Forexpros – European stocks edged higher on Thursday, as investors eyed the release of a highly anticipated policy statement by the European Central Bank later in the day, after the Federal Reserve held back from announcing any immediate easing measures on Wednesday.

During European morning trade, the EURO STOXX 50 added 0.09%, France’s CAC 40 rose 0.16%, while Germany’s DAX 30 inched up 0.01%.

Expectations that the ECB may resume its bond buying program, to help lower Spanish and Italian borrowing costs, have been building since central bank President Mario Draghi pledged last week to do whatever it takes to preserve the euro.

Investors remained cautious however, amid concerns that an inadequate policy response by the ECB could send markets lower.

Elsewhere, the U.S. central bank stopped short of launching a third round of quantitative easing, at its policy-setting meeting on Wednesday.

The Fed did indicate, however, that it will “closely monitor” the economy and “will provide additional accommodation as needed to promote a stronger economic recovery and sustained improvement in labor market conditions.”

Financial stocks were broadly higher, as shares in France’s BNP Paribas and Societe Generale advanced 1.95% and 0.44%, while German lenders Deutsche Bank and Commerzbank added 0.08% and 0.24% respectively.

Earlier in the day, BNP Paribas posted a 13% drop in second-quarter profit, still less than expected, as the euro zone’s debt crisis curbed trading revenue.

Meanwhile, courier company Deutsche Post surged 3.17% after it posted earnings of EUR543 million, above estimates.

On the downside, France-based Veolia tumbled 5.80% after saying it intends to cut investments by EUR500 million euros this fiscal year, in order to confirm full-year forecasts. The company also posted a first-half net income of EUR153 million, compared with a loss of EUR67 million a year earlier.

In London, FTSE 100 rose 0.27%, as investors eyed the release of key U.K. construction data later in the day.

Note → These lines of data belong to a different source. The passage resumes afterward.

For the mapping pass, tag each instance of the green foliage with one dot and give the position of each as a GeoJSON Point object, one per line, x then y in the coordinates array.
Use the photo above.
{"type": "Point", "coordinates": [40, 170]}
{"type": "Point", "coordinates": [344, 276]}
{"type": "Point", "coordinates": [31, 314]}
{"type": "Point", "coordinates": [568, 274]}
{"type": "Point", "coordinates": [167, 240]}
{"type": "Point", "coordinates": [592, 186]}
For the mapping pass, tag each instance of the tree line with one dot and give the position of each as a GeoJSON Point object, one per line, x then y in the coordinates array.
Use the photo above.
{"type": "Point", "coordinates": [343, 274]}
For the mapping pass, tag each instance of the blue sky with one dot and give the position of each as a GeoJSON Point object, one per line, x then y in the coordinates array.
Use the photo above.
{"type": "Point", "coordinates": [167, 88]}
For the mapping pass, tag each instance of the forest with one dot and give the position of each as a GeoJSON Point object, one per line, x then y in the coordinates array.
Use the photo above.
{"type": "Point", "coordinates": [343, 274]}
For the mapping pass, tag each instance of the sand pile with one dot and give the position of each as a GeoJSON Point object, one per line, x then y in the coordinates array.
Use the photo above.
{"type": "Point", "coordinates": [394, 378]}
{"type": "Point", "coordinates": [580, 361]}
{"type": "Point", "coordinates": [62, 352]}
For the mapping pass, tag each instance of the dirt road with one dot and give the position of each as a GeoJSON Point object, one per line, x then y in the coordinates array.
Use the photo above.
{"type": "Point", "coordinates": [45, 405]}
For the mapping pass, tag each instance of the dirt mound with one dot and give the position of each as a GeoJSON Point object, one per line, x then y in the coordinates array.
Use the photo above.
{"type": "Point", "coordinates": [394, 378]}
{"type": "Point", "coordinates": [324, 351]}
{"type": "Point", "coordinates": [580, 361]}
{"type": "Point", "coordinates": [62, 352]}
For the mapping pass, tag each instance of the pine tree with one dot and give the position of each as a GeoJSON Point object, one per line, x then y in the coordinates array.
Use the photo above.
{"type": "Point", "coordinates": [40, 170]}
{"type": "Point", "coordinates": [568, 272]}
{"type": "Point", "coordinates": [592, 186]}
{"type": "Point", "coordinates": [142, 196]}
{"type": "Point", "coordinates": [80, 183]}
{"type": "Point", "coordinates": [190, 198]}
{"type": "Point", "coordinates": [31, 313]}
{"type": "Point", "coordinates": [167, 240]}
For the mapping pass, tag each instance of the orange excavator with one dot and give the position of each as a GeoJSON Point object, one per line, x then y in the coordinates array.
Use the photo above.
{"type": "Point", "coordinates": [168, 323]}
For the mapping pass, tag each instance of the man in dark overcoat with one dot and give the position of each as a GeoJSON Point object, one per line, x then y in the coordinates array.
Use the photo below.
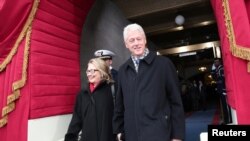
{"type": "Point", "coordinates": [148, 103]}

Medical devices specialist Smith & Nephew led gains, with shares rallying 2.62% amid reports the company ramped up its dividend as it embarks on a progressive dividend policy on the back of the success of its recent restructuring.

Oil and gas giant BP also contributed to gains, climbing 1.17%, although the group reported a sharp drop in second quarter profits, from USD5.4 billion to USD238 million, due to impairment charges and the decision not to proceed with a flagship drilling project off Alaska.

Elsewhere, U.K. lenders were mixed, as shares in HSBC Holdings climbed 0.65% and Barclays advanced 0.64%, while the Royal Bank of Scotland rose 0.51% and Lloyds Banking plummeted 1.07% amid reports it had committed GBP5 billion towards helping first-time buyers onto the housing ladder by the end of the year.

In the U.S., equity markets pointed to a moderately higher open. The Dow Jones Industrial Average futures pointed to a 0.20% increase, S&P 500 futures signaled a 0.16% rise, while the Nasdaq 100 futures indicated a 0.16% gain.

Also Thursday, government data showed that the number of unemployed people in Spain declined by 27,800 in July after dropping by 98,900 the previous month.

Later in the day, the U.S. was to release government data on initial jobless claims and factory orders.